By any objective standards, Downey is in a really good place in her life right now and is keen to inculcate a sense of gratitude in her children.
"To those whom much is given, much is expected. This is the philosophy by which I try to live my life, " she says. "Mark and I can stand on the bluff of our multi-million dollar Malibu home looking out at the Pacific and we know what it took to get here. We know the sacrifices, the hard work and the integrity, the dreams that brought us to this place and we're filled with gratitude.
"But we've three young children who've been born into it and who don't know that.

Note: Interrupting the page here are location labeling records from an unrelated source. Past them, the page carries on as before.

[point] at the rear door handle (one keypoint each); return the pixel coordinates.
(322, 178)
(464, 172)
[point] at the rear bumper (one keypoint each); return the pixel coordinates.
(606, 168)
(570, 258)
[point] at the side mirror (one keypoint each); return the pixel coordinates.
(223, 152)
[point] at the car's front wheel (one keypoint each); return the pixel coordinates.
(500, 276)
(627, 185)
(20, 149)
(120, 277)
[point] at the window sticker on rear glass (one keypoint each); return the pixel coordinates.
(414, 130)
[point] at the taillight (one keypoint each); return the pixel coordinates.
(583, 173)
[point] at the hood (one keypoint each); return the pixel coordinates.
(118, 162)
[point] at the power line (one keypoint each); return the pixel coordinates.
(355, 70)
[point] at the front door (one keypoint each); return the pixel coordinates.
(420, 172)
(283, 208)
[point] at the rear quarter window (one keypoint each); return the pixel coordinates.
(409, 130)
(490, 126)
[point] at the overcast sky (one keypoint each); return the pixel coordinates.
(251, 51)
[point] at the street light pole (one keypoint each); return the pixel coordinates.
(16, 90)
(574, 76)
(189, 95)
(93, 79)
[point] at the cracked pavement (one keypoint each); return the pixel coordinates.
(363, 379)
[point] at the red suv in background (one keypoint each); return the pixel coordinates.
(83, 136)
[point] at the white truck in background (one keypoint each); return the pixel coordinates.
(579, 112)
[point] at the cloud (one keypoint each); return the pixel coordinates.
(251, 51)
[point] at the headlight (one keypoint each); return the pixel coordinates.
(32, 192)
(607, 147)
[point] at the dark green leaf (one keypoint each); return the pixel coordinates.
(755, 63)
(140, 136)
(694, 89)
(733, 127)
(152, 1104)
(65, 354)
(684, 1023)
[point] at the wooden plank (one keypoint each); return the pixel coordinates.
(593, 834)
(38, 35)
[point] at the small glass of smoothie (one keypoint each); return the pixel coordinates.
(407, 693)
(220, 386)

I'm trying to teach them to be respectful and to be giving and to understand that just because they've 'more than', doesn't make them 'better than'."
Her enormous Irish wolfhound Finn McCool comes wandering in from the garden through the house, which boasts an exquisite art and antiques collection, including several Matisses, a Picasso and a Chagall.
Downey has just finished a very successful run in a play in Los Angeles called A Picasso and feels grateful for the role as well as her success which enabled her to own such a collection.
She is intensely involved in a charity called Operation Smile, which raises money to perform operations on children born with cleft lips. She travels frequently to countries like Vietnam, Cambodia, Honduras and Venezuela, working for free for the organisation. She brings the children with her on some of the trips and they help her buy toys to give to the children before they have the surgery.
She has also designed a range of jewellery and home accessories and says she would now like to turn her hand to novel writing.
In Downey's hands the American dream just keeps on getting sweeter.